In Q2, our fully diluted average shares outstanding were 24,307,290. A year ago, they were somewhat more in the same period, they were 25,223,757.

Our gross profit margin was 28.1% of net sales, and that compared to last year of 36.4% in the same comparable quarter, that is the second quarter. The provision for income taxes, which Jerry will comment on, was 40.1% in Q2 this year, and that compared to a provision for income taxes last year in the same quarter of 34.8%.

For the 6 months, our sales were $237 million, and that compared to $295.5 million in the same period last year, with our net income for the 6 months ending June 30, 2012, at $10.6 million or $0.44 per fully diluted share. And that was on 24,300,045 shares. Now that compares to a year ago of $42.7 million or $1.70 per fully diluted share, and that was on a higher number of shares, 25,171,897.

Our gross margin for the 6 months ending June 30 was 27.8%. Now that compared to last year of 37.6%. The provision for income taxes in the 6 months ending June 30 was 39%. That compared to a provision for income taxes of 33.4% in the same period in 2011.

New orders for the 3 months ending June 30, 2012, were $79.4 million compared to $108.8 million last year for the same period. And comparing 6 months to 6 months, our new orders were $160.2 million through June 30, 2012. That compared to $340.5 million for the comparable period last year, resulting in a backlog as of June 30 of $208.8 million, and that compared to last year's backlog of $230.8 million.

Our cash, including cash equivalents and short-term investments, were down somewhat to $268.1 million at June 30, 2012, compared to $275 million last year -- or as of the end of last year, December 31, 2011.

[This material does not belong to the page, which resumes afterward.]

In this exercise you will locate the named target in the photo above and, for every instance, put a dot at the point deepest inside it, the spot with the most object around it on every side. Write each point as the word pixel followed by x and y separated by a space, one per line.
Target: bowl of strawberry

Now in my comments, I stated that although we were pleased that our -- the direction was right, that we increased from $0.16 per share in Q1 to $0.28 in Q2, that we continue to see short-term problems. And we have these short-term concerns regarding the anticipated solar rebound, its timing and when it occurs, we anticipate there'll be a reduced gross profit margins.

In the second quarter alone, our losses from our Solar Crucible business, which a year ago, had the highest margins in the company, went into the negative and actually reduced our fully diluted earnings by $0.14.

If we do not see improved shipment levels in both solar and defense, then the second half of 2012 operating results will likely be similar but could be somewhat greater than our first half 2012.

I then went on to make some comments on the Solar business. These are based on inputs that we received from a host of sources, including, most recently, at a major exhibition in San Francisco and private meetings that I had in Europe. The demand for photovoltaic solar energy, as measured by solar installations, increased about 21% from 2010 to 2011, and it looks like it's going to increase again, perhaps to around 30 gigawatts worldwide, which is a more modest growth in 2012.